Things like partitioning GPUs that right now is kind of a manual process has to be done in advance.
It has to become more dynamic advance, it has to become
more dynamic. The system has to become smart enough to optimize the whole infrastructure,
partition it if needed, and assign slices as needed for each workload. I think a lot
of it will be in this kind of optimization of resource usage but hopefully this will have little impact in the upper layers
and the end user workloads. Ricardo, did I miss anything? Is there something in the end where you
say hey I would have wished Andy would have asked me or anything you want to say about CERN, about the CNCF as some closing remarks?
I would say I think I've repeated this in other places but this is something I'm very keen on
repeating as much as possible which is all the community effort and all the ecosystem, every single component that is available in the ecosystem is making a huge impact.
Not only at CERN, definitely at CERN because this is where I see it, but I would say in the whole scientific community.

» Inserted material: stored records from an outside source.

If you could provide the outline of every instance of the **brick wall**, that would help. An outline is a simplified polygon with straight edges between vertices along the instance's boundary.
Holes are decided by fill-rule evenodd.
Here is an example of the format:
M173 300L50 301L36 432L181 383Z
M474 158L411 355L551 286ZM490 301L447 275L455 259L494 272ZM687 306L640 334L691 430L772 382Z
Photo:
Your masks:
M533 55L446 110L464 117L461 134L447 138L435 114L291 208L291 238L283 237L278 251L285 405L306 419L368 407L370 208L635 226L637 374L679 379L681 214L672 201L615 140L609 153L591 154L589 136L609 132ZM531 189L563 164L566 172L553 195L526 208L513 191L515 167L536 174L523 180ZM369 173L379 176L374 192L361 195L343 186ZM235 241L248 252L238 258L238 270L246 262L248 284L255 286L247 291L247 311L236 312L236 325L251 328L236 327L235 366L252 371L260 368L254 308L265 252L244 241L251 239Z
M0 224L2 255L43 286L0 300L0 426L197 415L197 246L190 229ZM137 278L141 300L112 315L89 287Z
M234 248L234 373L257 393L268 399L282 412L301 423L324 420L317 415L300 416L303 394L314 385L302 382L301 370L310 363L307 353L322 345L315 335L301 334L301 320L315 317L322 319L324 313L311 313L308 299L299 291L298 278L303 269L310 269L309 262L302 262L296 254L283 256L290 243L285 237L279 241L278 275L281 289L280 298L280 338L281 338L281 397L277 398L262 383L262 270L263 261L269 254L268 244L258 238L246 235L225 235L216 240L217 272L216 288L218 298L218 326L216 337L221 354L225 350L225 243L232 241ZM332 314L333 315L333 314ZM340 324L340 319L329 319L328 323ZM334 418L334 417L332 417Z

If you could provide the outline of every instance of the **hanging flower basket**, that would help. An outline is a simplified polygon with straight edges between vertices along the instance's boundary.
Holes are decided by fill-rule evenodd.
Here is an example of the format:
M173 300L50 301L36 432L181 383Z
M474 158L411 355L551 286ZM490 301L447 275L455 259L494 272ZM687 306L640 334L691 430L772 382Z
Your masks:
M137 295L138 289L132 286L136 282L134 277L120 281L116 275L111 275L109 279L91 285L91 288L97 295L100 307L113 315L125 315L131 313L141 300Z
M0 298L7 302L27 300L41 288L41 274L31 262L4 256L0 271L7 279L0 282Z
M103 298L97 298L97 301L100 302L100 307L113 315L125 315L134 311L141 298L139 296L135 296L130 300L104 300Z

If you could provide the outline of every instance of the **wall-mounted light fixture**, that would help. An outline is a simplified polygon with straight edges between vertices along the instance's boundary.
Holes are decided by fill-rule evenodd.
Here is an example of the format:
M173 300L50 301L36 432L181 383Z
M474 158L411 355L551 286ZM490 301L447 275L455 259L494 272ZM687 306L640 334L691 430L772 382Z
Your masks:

This is changing the way easier for anyone to approach without having to have access
to very large laboratories or scientific infrastructures.
This is really changing the way we do science, improving things quite a bit.
Even if it's not obvious from the daily work, I always like to express that appreciation for everyone's
contributions. So, whatever you're working, I hope to meet everyone at QCon, to meet everyone
in the CNCF, different CNCF bodies and have an opportunity to exchange ideas, but also
exchange ideas but also give my appreciation for everyone's work.
That actually means the next CubeCorn is coming up in a couple of weeks. I guess we will see you in London. Absolutely, looking forward to it. See you everyone there. Perfect. All right, Ricardo,
thank you so much for the time. I know it's tough to take time out of your busy day and out of
you know not only the work day but also the personal day because we're recording this at
a late hour. Thank you so much for doing this and I'm looking forward to seeing you in London.
Thank you, thank you for the invitation, see you soon.